The musicians, accustomed to playing their Haitian roots and jazz music in bars and restaurants that had been shuttered or limited to takeout by the lockdown, couldn’t be happier.

“One day I came here with my guitar out of nowhere, to just get some fresh air. And people just started coming over. And then they were like, ‘Thank you!’ And then it took a life on its own,” said Alegba Jahyile, leader of Alegba and Friends.

Jahyile, a Haitian raised in New York who plays guitar, drums and bass, recalled a woman who cried at one concert.

“You made my day,” she told him. “It’s been a terrible week for me and my family. Listening to you, singing, I felt the joy, I found a little bit of serenity, of peace to my day.”

It was then, Jahyile said, that “I decided that every day I would come here.”

Classically trained saxophone player Mark Kraszewski has played with Jahyile for more a year. But Kraszewski, who was busking for tips in Central Park last September, can’t believe the group’s good fortune.

“Initially when we started, it was just us playing. We were just practicing and jamming and having fun with it,” he said. “Every once in a while, we’d end a song and we noticed people were clapping. Alegba quickly realized that the Prospect Park boathouse would be a better spot than the park entrance,” where people had no place to sit.

Prospect Park is Central Park’s lesser-known, outer-borough sister, designed as well by Frederick Law Olmsted and Calvert Vaux.
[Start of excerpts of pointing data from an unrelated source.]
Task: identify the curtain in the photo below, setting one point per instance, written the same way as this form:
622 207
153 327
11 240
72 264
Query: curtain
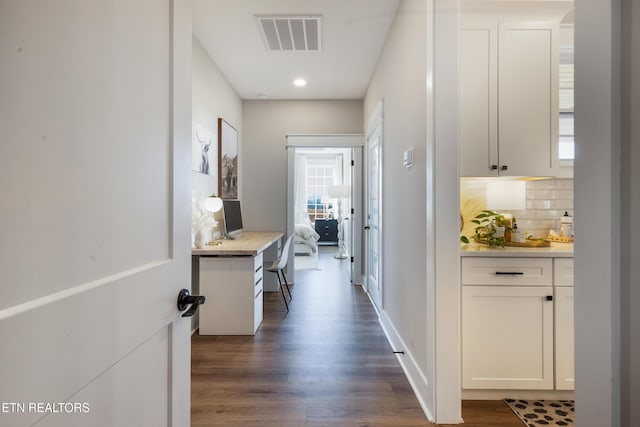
300 190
With so many people out of work, — with no school, no camp and for most, no vacation homes to escape to — the park has become a daily escape. On weekdays, it’s as crowded as Memorial Day or July 4, especially in the early evening when the group performs.

Situated on what’s known as the Lullwater, a winding park waterway, the Beaux-Arts style 1905 boathouse has steps that are good for sitting. It’s also adjacent to a grassy hill where people can bring children and dogs, spread blankets, plop down lounge chairs, and picnic while listening to the music.

“I think everyone just kinds of needs that literal breath of fresh air,” said one fan, Jackie Padilla. “But also just hearing them reminds you that it’s still summertime, and we still can be a community.”

Said Jahyile: “When people come here, they come to have a little good time, to have a picnic with their family, their friends, their lovers. And then the music takes them to another level. So, it becomes a daily thing.”

People ask him, “‘Are you going to be here tonight?’ And I say, ‘Yes. This is your daily rendezvous until the next snowflakes. I will be here.’”

Kraszeswki has his own take: After each performance, as the musicians leave, “people on the steps say, ‘Thank you for doing this. I haven’t heard live music in months.’ Ironically for us, if there were just three people, we would still be doing the same thing.”

New York City is in the second phase of reopening and gatherings are restricted to 10 people or less.

The constant work is good for the band’s music. “We get to keep working on our skills and on our sound while also building an audience, turning our music on to new people,” Kraszewski said. It has become, he said, “our own self-generated concert residency in Prospect Park.”

And the crowds are enthusiastic. “We’ve had really lively concerts that rival where we would have been playing in bars and clubs. Some nights it’s better,” Kraszeswki said.